The "Pension Fund Global" is worth 7.3 trillion krone ($882 billion), more than double the national GDP. No sovereign wealth fund is bigger. It owns more than 2 percent of all listed shares in Europe and over 1 percent globally. Its largest holdings are in Alphabet, Apple, Microsoft and Nestlé, among 9,000-odd firms in 78 countries.
In designing the fund, Norway got a lot right. Its independence is not constitutionally guaranteed, but it is protected as a separate unit within the central bank, overseen by the finance ministry and monitored by parliament. It is run frugally and transparently; every investment it makes is detailed online.
Other funds might copy those structures, but would struggle to mimic the Nordic values that underpin them. Yngve Slyngstad, the fund's boss, says growth came "faster than anyone had envisaged," and that a culture of political trust made it uncontroversial to save as much as possible. A budgetary rule stops the government from drawing down more than the fund's expected annual returns (set at 4 percent a year).
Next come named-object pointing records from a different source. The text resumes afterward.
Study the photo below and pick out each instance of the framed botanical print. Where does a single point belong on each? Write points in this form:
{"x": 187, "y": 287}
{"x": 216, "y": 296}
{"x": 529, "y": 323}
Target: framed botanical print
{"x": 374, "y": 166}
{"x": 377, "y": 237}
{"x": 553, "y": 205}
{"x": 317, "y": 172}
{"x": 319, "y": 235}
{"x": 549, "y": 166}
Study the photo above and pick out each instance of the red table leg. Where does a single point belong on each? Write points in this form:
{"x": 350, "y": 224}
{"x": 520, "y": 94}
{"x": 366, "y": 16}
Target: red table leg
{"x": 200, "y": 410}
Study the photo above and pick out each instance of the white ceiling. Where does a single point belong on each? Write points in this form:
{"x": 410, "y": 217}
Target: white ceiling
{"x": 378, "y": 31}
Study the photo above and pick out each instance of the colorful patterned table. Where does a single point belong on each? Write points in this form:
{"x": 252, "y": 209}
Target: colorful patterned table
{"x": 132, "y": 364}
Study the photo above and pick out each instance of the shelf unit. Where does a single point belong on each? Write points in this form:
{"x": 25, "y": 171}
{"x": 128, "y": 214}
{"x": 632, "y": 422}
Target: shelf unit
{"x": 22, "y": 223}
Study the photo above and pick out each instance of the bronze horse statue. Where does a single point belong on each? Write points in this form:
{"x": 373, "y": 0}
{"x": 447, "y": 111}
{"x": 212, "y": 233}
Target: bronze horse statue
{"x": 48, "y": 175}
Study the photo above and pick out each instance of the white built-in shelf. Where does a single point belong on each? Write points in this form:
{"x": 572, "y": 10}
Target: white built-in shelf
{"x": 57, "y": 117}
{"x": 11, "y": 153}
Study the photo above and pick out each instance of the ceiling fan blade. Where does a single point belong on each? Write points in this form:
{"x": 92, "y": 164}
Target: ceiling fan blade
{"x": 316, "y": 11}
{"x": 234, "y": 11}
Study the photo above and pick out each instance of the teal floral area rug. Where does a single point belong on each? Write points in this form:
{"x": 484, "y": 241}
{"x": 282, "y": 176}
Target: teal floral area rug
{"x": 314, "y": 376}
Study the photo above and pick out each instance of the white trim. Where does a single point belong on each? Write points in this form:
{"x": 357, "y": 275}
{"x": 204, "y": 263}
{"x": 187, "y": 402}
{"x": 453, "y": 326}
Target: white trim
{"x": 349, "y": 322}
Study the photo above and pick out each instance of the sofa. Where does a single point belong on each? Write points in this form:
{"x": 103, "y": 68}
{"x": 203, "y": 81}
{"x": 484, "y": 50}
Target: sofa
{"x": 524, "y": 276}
The capital, in theory, is never touched. Martin Skancke, who used to oversee the fund's operations from the finance ministry, attributes the trust the institution enjoys to relatively high levels of equality and cultural homogeneity. It also helps that many rural areas recall poverty just two generations ago.
Flaunting their wealth
Yet expectations of the fund might change as Norway itself does. Tesla-driving Norwegians are now less shy about flaunting their wealth. Those under 50 have known only a world in which the 5.2 million Norwegians are among its wealthiest people. Immigration is higher than ever, especially after an influx of Syrian refugees.
Progress, a populist, anti-immigrant party, has long wanted more oil cash spent at home. As a junior coalition partner since 2013, in charge of the finance ministry, it has curbed its urge to splurge. But in the first half of this year the government for the first time took more from the fund than it deposited from its oil revenue: a net withdrawal of 45 billion krone. Recent low returns meant that the fund's capital fell slightly, too.
It is too early to see any long-term trend, but some are worried. "It is very hard to have a huge sum of money at the bedside and to tighten your belt at the same time," says someone close to the fund.